Employees have a legal right to inspect and copy their personnel files. Pennsylvania law provides that any employee may inspect "his or her own personnel files used to determine his or her own qualifications for employment, promotion, additional compensation, termination or disciplinary action." The employer may require that the employee's request be made in writing and also may require that the inspection be made on the employee's free time.
The right to examine personnel files basically ends when an employee is terminated. Employees
who wish to examine their personnel files must make their request before or in the course of their
termination from employment or "within a reasonable time immediately following termination."
The Pennsylvania School Code mandates that all children attend school or pursue a course of home study.

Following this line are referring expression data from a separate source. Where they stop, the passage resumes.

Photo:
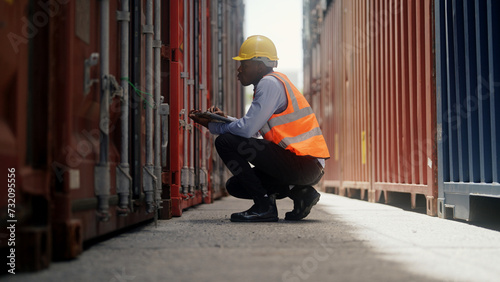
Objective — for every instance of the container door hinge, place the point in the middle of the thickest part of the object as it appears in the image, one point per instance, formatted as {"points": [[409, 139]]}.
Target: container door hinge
{"points": [[87, 81]]}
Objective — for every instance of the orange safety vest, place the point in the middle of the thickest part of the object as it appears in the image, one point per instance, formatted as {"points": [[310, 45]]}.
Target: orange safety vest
{"points": [[296, 128]]}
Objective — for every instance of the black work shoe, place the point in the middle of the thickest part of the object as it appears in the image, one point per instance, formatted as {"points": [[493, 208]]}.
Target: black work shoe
{"points": [[304, 198], [264, 210]]}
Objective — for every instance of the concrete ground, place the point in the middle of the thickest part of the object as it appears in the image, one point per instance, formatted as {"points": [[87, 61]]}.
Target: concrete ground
{"points": [[341, 240]]}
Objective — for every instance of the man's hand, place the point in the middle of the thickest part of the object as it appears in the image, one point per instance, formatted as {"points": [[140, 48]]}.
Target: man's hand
{"points": [[198, 119], [215, 110]]}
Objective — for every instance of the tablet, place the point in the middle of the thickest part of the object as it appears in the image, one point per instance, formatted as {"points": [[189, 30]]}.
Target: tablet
{"points": [[214, 117]]}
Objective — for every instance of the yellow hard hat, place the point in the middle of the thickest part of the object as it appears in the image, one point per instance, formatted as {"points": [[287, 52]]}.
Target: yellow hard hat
{"points": [[257, 47]]}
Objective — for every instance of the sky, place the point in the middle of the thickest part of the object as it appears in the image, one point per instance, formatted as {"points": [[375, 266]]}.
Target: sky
{"points": [[281, 21]]}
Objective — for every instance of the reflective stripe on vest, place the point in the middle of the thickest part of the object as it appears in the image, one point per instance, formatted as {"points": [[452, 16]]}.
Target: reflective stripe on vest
{"points": [[289, 137]]}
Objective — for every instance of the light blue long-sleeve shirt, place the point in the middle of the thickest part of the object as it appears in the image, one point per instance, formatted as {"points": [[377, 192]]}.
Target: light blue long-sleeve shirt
{"points": [[270, 98]]}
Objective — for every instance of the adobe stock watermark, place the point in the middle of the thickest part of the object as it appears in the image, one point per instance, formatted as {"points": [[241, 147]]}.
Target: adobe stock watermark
{"points": [[308, 265], [31, 26]]}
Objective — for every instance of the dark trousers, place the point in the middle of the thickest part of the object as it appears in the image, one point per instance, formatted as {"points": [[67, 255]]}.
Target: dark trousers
{"points": [[274, 167]]}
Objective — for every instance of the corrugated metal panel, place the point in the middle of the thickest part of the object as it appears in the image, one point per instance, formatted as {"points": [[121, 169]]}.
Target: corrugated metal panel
{"points": [[332, 85], [468, 76], [355, 114], [382, 95], [403, 99]]}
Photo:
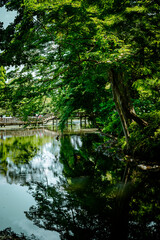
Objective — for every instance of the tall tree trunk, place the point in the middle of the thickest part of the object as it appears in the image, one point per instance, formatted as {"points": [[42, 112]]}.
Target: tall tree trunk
{"points": [[123, 104]]}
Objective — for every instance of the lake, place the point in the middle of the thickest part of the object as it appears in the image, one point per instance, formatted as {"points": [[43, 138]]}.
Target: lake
{"points": [[74, 186]]}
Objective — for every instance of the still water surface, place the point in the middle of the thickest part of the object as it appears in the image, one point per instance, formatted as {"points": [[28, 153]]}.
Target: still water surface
{"points": [[73, 187]]}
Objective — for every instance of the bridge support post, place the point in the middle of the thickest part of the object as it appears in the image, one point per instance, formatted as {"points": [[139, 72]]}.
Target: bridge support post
{"points": [[85, 121], [56, 124], [53, 123], [80, 121]]}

While most children begin school well before the age of eight, the law does not compel education until a child is eight years old. Once parents elect to enroll their child in school or to commence home study, the child is required to continuously attend until he or she graduates or turns 17.

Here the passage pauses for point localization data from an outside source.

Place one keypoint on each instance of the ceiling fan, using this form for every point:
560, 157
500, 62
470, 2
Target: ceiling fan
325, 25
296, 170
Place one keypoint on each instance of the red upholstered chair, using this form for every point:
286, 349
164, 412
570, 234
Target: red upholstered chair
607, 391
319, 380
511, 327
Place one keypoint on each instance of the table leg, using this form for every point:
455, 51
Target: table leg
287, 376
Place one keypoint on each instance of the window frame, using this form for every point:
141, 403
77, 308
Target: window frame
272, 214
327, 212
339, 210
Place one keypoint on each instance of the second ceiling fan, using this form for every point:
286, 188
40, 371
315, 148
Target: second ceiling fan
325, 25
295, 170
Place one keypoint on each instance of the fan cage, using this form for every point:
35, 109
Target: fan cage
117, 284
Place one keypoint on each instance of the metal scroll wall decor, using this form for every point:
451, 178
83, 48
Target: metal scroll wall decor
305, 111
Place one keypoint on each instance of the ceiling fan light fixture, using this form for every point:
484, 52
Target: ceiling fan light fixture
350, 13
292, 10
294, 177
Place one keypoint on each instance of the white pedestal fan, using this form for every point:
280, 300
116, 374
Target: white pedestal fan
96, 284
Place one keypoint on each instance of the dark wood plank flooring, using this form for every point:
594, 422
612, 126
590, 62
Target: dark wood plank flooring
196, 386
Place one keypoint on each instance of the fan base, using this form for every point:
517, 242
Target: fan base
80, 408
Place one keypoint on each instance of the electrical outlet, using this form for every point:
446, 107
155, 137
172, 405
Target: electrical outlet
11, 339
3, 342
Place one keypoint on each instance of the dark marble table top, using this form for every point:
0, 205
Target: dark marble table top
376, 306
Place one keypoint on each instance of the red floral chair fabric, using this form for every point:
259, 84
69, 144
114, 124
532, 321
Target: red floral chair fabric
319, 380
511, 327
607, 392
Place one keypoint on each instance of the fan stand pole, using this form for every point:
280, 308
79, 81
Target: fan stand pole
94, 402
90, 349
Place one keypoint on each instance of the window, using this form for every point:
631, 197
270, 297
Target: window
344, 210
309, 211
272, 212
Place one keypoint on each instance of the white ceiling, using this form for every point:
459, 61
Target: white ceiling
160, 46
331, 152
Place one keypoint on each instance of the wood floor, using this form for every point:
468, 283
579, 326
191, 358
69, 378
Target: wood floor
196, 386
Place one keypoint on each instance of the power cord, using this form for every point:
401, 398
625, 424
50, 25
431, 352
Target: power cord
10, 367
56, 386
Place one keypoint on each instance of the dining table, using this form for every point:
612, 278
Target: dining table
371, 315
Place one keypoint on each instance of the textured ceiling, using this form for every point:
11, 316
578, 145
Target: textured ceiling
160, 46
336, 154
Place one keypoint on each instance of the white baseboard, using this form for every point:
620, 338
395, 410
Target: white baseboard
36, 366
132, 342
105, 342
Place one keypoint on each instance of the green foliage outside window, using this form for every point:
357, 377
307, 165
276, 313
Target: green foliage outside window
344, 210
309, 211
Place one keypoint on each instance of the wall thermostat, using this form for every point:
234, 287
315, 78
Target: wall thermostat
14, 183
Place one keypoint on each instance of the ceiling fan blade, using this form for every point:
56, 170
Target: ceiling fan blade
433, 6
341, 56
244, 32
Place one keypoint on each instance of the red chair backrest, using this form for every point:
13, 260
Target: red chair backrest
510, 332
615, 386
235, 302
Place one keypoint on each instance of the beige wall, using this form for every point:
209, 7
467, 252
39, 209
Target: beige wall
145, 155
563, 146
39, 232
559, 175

Children can be excused from compulsory education before graduation if they are 16 years old and employed on a full-time basis. Fifteen-year-old children who have completed elementary school may drop out to pursue farm work or service in a private home if the school district issues a permit authorizing them to do so. Permits even may be issued to 14-year-old children who have completed elementary school. Pupils who have not graduated from high school are entitled to attend public school until they are 21.
A mixture of state and local revenues provides the funding for Pennsylvania school districts. Given the differences in tax revenue from one locality to another, school districts range from the wealthy to the poor. The Pennsylvania Supreme Court recently ruled that children can have more than one residence. This decision gives parents and children greater flexibility to choose a preferred school district.
The court stated that if a child relocates from the marital home with one parent to reside in an
apartment, the child is entitled to attend school in the district where the apartment is located. The
continued presence of the other parent in the marital home does not establish the marital home as
the child's residence. The court noted that adults and children can have more than one residence
if they regularly stay in more than one home.
Since 1990, Pennsylvania law has permitted a limited "occupational" driver's license for certain drivers whose driving licenses have been suspended. The limited license can be used only to drive to and from work or school. One car is designated on the limited license and it is the only car the driver may operate.
Drivers are not eligible for the limited driver's license if they are under suspension in connection with driving under the influence, racing on highways, fleeing or eluding police, driving without lights to avoid identification, reckless driving, and numerous other serious moving violations. Also ineligible for the limited driver's license are any drivers who have had a limited license within five years or who have failed to take a required examination, failed to respond to a citation, or failed to maintain proper automobile insurance.
The limited occupational license is issued by the Department of Transportation. Drivers seeking the license must complete specific forms. If the department denies a driver's application, the applicant is entitled to a hearing. While it is difficult to procure a limited license and most suspended drivers are likely to be ineligible, the limited license is of great value to those who otherwise would be prohibited from driving at all.